Sunday 18 September 2011

It's Getting Better All The Time


“Hasn’t been born yet” – Michael Johnson on who can beat Usain Bolt.

The global economic model hinges on the concept of infinite growth. When you put money into a pension as a young person, you expect to get more out of it than you put in. Not because you got lucky and invested in Apple stock twenty years ago (though if you had spent that $5,700 in 1997 on Apple stock instead of the PowerBook laptop, you would have made in the region of $330,000) but because, generally speaking, growth just happens. Our entire way of life is based around this very fact. Economic growth means people will have more money and so stocks and shares will be worth more. Hello Costa del Sol. It’s why companies invest – they believe they will make more money in the future. It’s a big part of the reason why Japan hasn’t seen consistent economic growth in two decades. Their population is shrinking, so companies see no incentive to invest, and in doing so they have essentially abolished the business cycle.

I was wondering whether the same thing might ever occur in sport. Take tennis, and the recent useful example of the US Open final. The upward trajectory of men’s tennis has been undeniable in the last twenty years. No sooner did Pete Sampras achieve an unbreakable 14 major record, then Roger Federer came a long and smashed it in six years. Then this guy called Rafael Nadal comes along and beats Federer in pretty much every match they play. And now Novak Djokovic, playing better than both these guys, is currently racking up a faintly bizarre 64-2 record for the season. Permanent growth. How long does Djokovic have until some kid comes out of nowhere to be greater still?

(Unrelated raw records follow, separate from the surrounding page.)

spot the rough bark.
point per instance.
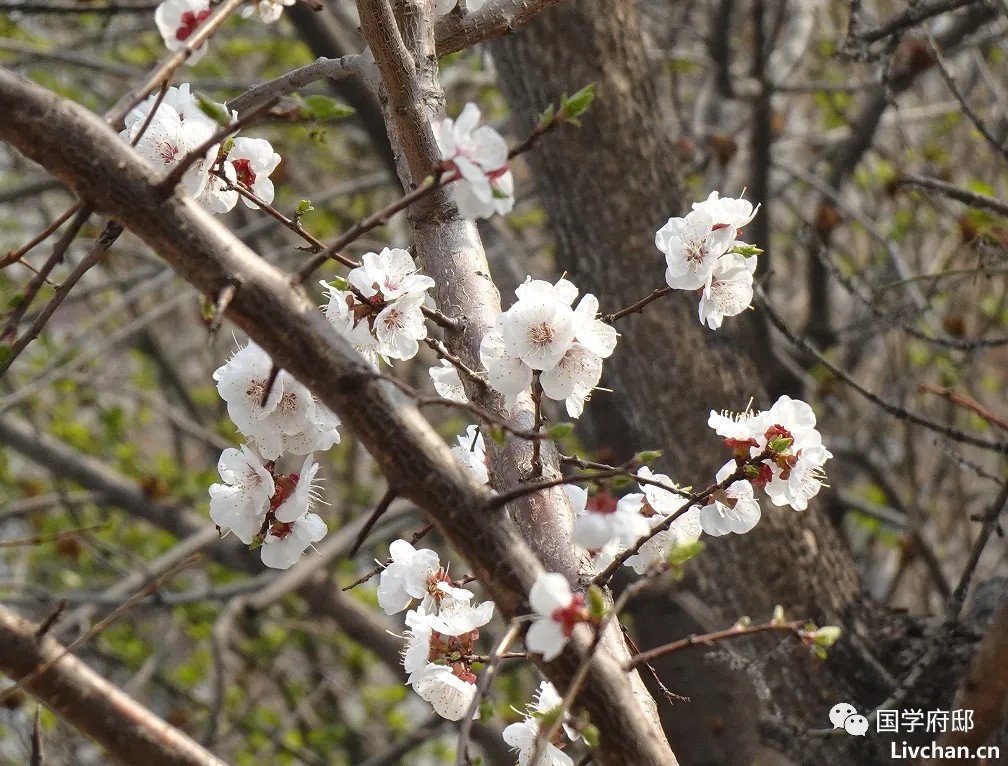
(129, 732)
(607, 188)
(78, 147)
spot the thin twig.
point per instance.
(99, 627)
(962, 400)
(15, 256)
(37, 754)
(33, 286)
(894, 409)
(537, 425)
(638, 306)
(794, 627)
(376, 514)
(960, 195)
(482, 688)
(108, 237)
(417, 536)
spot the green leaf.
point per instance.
(827, 636)
(547, 116)
(682, 553)
(217, 112)
(620, 482)
(559, 430)
(574, 107)
(747, 251)
(325, 108)
(647, 457)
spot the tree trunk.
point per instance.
(607, 187)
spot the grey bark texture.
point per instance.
(78, 147)
(607, 188)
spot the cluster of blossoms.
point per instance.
(542, 334)
(442, 629)
(378, 307)
(607, 526)
(179, 127)
(479, 155)
(471, 452)
(703, 253)
(521, 736)
(791, 471)
(263, 507)
(177, 20)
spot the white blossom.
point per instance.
(506, 373)
(596, 529)
(290, 421)
(521, 737)
(471, 452)
(240, 503)
(355, 330)
(400, 326)
(417, 635)
(557, 611)
(176, 20)
(573, 378)
(406, 578)
(457, 617)
(448, 384)
(299, 501)
(480, 156)
(450, 695)
(728, 211)
(177, 128)
(252, 160)
(391, 273)
(691, 246)
(591, 332)
(284, 542)
(538, 329)
(736, 512)
(663, 503)
(389, 321)
(730, 291)
(217, 196)
(793, 475)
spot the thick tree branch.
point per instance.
(78, 147)
(127, 730)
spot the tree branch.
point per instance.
(80, 148)
(122, 726)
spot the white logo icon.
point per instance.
(856, 725)
(845, 716)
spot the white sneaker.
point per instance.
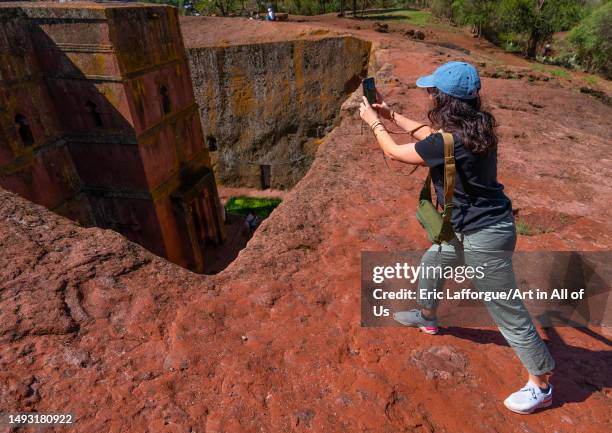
(529, 399)
(415, 319)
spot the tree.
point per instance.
(592, 40)
(538, 20)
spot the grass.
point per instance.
(410, 16)
(592, 80)
(559, 73)
(261, 207)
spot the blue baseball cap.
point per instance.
(458, 79)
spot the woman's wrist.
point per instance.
(392, 114)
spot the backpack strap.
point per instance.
(449, 178)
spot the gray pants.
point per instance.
(492, 245)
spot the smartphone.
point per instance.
(369, 89)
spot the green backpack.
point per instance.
(438, 225)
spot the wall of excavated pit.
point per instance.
(270, 103)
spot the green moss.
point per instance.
(523, 229)
(261, 207)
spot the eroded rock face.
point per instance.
(264, 106)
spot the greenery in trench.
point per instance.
(262, 207)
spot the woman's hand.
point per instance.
(381, 107)
(367, 113)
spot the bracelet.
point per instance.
(392, 116)
(375, 124)
(382, 128)
(416, 129)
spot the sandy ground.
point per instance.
(94, 325)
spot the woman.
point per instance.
(481, 218)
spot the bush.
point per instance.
(591, 41)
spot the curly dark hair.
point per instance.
(464, 117)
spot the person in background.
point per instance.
(270, 16)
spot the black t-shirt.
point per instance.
(479, 200)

Maybe longer than we think, if athletics is anything to go by. World records are a rare event these days, even with the spectacular Usain Bolt. Humans have physical limitations; the 100m will never be run in four seconds, even if the mile could (quite easily these days) be completed in under four minutes. Usain Bolt runs with 1000 pounds of force, so could there be a time when the human body simply collapses under its own force? One hundred metres is a short distance, with just a few technical stages. Room for improvement is minimal. "A pen is harder to refine than a tractor”, as Ato Bolden, four-time Olympic medallist, neatly puts it. Where can further progress come from? We’ve improved diets, training regimes and sports psychology. That sounds a lot like Tyler Cowen’s low-hanging fruit.

Over the last forty years, the 100m world record was broken in tiny increments of 0.1 and 0.2 seconds. Then, out of nowhere, a man seemingly too tall for the distance smashed it once, and then smashed it again (Richard Keys would be so proud). And herein lies our answer. Usain Bolt is the human embodiment of that new technology that comes along, and revolutionises the global economy. Humans were around for quite sometime before the invention of modern agriculture. Horses were the number one mode of transportation until the steam engine was conceived and these things call trains came along. Progression is never linear. Right now, the world is suffering from too few engines of growth. We are stuck, like those 100m athletes before Bolt, at incremental growth. This is not to say that governments and entrepreneurs should be lax, and simply assume that a technology or advancement will come along and save the world. But Bolt does offer a grain (cf Norman Borlaug and the Dwarf Wheat, the technology that saved the lives of millions of Indians) of hope. That if we keep trying to run as fast as possible, we'll get there in the end. 

Except that it's infinite, so we won't. But the point remains.